Edit: I'll keep the original string-concatenation method at the bottom as reference, but it will fail if any tags are perfect subsets of previous tags, as in:
add_cat(data, "Internal Search Terms", "Testing Here")
# search_term category
# 1: Internal Search Terms Testing Here
add_cat(data, "Internal Search Terms", "Testing")
# search_term category
# 1: Internal Search Terms Testing Here
(Because with word-boundaries as I suggested, "Testing"
is matched by "Testing Here"
.) While one could shift from word-boundaries to sep
-boundaries, you are then restricted from having sep
in a valid tag. That might be safe for your one application, but it is not safe "generally".)
Because of this, I think the list-column approach is the preferred one and my recommendation.
If you're planning on using this as a "set" later, thinking that you'll strsplit(..., "/")
, here's an alternative that keeps all tags separate by storing them in a list-column:
add_cat2 <- function(x, pat, cat) {
isna <- lengths(x$category) < 1 | sapply(x$category, function(a) all(is.na(a)))

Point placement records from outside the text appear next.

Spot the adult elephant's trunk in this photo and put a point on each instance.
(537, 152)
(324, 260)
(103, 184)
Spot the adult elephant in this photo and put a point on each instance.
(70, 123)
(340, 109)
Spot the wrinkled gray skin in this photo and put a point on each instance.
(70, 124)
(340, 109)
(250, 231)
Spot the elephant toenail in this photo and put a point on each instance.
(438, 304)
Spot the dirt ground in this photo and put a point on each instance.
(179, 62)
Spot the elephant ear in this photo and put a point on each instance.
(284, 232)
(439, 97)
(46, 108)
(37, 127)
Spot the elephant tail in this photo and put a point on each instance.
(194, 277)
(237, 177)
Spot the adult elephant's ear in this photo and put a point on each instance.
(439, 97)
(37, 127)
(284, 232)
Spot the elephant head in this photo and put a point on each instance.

match <- !isna & !sapply(x$category, function(a) tolower(cat) %in% tolower(a))
x[ isna, category := list(cat) ][ match, category := lapply(category, c, cat) ][]
}
data2 <- data.table(search_term = c("Internal Search Terms"), category = list(NA_character_))
data2
# search_term category
# 1: Internal Search Terms NA
add_cat2(data2, "Internal Search Terms", "Testing")
# search_term category
# 1: Internal Search Terms Testing
add_cat2(data2, "Internal Search Terms", "Testing")
# search_term category
# 1: Internal Search Terms Testing
add_cat2(data2, "Internal Search Terms", "123")
# search_term category
# 1: Internal Search Terms Testing,123
add_cat2(data2, "Internal Search Terms", "Testing")
# search_term category
# 1: Internal Search Terms Testing,123
add_cat2(data2, "Internal Search Terms", "123")
# search_term category
# 1: Internal Search Terms Testing,123
add_cat2(data2, "Internal Search Terms", "123")
# search_term category
# 1: Internal Search Terms Testing,123
data2$category
# [[1]]
# [1] "Testing" "123"
(It's just as appropriate to initiate the category
column with list()
instead of list(NA_character_)
, as that will still match in the isna
conditional by using lengths(.) < 1
.)
Last point: the trailing []
in the functions are merely so that the object will print correctly (the first time) on the console, per this comment and https://github.com/Rdatatable/data.table/blob/master/NEWS.0.md#bug-fixes-1.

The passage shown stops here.